Extreme I/O slowdown with PAE kernel

Last modified: Mon Feb 19 11:25:19 EST 2018

The problem

In December 2014 I migrated from a 32-bit PC with 4 GiB of RAM to a 64-bit PC with 32 GiB of RAM.  I ran 64-bit Slackware for routine use but installed 32-bit Slackware alongside for the convenience of quickly compiling software to run on slower 32-bit PCs.  It is possible to use up to 64 GiB of RAM in 32-bit mode thanks to the Physical Address Extension (PAE) CPU feature, which is optionally enabled by Linux kernels.

Eventually I noticed an extreme I/O slowdown happening only in 32-bit mode, and only on the new PC.  It would run normally for a while, but if I ran a big compile or tried to unpack a Slackware installation, the write bandwidth at some point would slow to a trickle, with no obvious indicators of where the bottleneck was.

Bug reports

As of 2016-08-25 none of these bug reports had received a proper fix.  Workarounds included:

Blame

Most likely, the bad behavior is being triggered by a shortage of lowmem that results primarily from having 32 GiB of RAM.  By default, 32-bit kernels allocate only 1 GiB of address space for the kernel and all of the data that it must keep available in lowmem, leaving 3 GiB of address space for user processes.  Larger amounts of RAM cause more of the 1 GiB to be used up by overhead.

It has been recognized since 2003 if not earlier that the 1 GiB lowmem allocation is insufficient to manage 32 GiB of RAM.  Ingo Molnar wrote:

But as the amount of RAM increases, the 3/1 split becomes a real bottleneck.  Despite highmem being utilized by a number of large-size caches, one of the most crucial data structures, the mem_map[], is allocated out of the 1 GB kernel VM.  With 32 GB of RAM the remaining 0.5 GB lowmem area is quite limited and only represents 1.5% of all RAM.  Various common workloads exhaust the lowmem area and create artificial bottlenecks.  With 64 GB RAM, the mem_map[] alone takes up nearly 1 GB of RAM, making the kernel unable to boot.
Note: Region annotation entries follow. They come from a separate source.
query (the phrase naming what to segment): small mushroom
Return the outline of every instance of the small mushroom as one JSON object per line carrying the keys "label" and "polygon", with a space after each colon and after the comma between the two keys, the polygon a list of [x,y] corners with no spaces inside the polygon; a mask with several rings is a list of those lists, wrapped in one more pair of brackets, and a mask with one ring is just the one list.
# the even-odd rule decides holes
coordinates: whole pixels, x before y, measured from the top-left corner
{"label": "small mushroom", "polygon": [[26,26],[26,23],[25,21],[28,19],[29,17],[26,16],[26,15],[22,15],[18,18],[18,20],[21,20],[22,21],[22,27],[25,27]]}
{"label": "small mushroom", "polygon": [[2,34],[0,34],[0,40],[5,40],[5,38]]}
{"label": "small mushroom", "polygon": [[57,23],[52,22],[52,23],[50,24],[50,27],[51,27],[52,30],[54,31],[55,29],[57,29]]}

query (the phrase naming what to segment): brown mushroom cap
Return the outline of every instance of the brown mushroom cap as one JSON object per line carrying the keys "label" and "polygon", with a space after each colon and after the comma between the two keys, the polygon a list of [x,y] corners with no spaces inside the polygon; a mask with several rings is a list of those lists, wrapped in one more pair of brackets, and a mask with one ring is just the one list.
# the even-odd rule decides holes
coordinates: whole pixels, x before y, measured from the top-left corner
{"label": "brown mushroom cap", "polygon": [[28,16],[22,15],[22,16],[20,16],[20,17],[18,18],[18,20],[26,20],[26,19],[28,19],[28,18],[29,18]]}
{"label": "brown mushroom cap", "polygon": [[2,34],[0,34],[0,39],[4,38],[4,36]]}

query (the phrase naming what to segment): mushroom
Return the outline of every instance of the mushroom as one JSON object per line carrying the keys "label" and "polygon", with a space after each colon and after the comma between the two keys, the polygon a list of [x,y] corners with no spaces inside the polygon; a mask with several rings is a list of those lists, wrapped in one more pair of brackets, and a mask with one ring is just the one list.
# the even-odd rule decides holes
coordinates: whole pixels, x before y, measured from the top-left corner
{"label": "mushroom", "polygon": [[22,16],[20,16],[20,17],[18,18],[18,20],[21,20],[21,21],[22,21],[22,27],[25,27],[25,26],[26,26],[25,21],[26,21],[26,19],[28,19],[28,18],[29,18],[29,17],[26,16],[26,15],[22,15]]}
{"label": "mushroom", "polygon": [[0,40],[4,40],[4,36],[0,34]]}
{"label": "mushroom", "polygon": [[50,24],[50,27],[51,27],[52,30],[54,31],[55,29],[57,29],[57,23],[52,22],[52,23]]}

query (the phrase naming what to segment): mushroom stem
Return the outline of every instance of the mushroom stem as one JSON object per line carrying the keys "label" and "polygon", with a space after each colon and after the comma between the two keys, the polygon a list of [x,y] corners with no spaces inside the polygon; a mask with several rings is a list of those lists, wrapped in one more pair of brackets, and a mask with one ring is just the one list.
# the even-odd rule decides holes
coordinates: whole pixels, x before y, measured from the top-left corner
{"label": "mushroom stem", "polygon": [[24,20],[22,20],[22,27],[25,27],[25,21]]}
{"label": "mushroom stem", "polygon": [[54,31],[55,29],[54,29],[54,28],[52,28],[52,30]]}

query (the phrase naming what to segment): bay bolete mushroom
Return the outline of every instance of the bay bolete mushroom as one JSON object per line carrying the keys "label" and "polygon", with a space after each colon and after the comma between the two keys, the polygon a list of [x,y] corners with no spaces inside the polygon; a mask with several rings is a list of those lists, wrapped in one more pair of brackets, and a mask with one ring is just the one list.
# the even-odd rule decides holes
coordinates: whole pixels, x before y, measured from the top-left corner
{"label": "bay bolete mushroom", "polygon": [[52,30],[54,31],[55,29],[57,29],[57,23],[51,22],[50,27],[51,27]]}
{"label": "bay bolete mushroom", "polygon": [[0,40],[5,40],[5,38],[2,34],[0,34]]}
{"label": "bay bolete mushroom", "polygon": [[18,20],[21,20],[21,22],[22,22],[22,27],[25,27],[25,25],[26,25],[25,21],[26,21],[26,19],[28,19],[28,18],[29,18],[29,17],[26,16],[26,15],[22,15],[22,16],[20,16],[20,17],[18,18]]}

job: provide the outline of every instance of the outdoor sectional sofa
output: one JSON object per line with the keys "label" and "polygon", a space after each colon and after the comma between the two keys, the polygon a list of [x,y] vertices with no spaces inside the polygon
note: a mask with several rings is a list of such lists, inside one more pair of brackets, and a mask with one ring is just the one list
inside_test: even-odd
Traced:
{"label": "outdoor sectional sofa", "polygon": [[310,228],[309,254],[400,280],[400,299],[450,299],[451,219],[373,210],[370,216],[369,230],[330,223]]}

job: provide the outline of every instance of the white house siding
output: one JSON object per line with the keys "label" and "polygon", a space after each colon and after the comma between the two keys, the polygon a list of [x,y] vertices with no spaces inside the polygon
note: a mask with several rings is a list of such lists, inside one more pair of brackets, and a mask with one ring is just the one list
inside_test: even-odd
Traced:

In practice, the limit before problems set in has proven to be only 8 GiB.  This limit, and kernel devs' disinclination to remedy it, is documented obscurely by the final sentence of the undated Documentation/vm/highmem.txt file in the kernel source tree (4.6.7):

The general recommendation is that you don't use more than 8GiB on a 32-bit machine—although more might work for you and your workload, you're pretty much on your own—don't expect kernel developers to really care much if things come apart.
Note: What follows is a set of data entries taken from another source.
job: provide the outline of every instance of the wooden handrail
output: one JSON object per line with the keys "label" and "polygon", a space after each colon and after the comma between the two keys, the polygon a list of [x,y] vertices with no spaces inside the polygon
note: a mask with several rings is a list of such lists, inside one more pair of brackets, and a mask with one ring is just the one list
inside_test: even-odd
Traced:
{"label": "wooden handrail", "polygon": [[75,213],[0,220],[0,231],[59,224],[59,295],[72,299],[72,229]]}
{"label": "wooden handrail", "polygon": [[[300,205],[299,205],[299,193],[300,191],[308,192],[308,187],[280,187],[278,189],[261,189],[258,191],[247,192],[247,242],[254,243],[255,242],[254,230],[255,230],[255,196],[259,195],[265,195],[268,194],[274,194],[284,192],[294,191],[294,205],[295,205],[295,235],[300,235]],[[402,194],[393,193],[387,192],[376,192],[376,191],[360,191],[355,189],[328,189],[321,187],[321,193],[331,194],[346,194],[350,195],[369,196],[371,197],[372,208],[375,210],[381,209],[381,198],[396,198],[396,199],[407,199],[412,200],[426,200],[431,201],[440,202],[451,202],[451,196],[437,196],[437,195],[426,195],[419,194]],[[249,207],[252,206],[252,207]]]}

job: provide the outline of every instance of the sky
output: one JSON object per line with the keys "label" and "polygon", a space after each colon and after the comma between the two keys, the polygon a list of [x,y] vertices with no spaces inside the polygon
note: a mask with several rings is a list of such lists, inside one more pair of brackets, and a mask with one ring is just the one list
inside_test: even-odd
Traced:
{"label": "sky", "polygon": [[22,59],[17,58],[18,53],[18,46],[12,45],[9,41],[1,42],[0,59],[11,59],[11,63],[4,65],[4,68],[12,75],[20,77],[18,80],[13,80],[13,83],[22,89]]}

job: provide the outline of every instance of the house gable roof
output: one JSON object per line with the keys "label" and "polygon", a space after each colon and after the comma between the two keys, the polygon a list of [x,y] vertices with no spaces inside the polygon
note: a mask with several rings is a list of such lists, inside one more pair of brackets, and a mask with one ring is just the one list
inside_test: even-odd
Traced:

The benevolent dictator himself acknowledged the problem in a rant in 2007, in which he said (among other things):

PAE was a total and utter disaster.  ...  Directory caches, inodes, etc. couldn't use it, and in general it meant that under Linux, if you had more than 4GB of physical memory, you generally ran into problems (since only 25% of memory was available for normal kernel stuff—the rest had to be addressed through small holes in the tiny virtual address space).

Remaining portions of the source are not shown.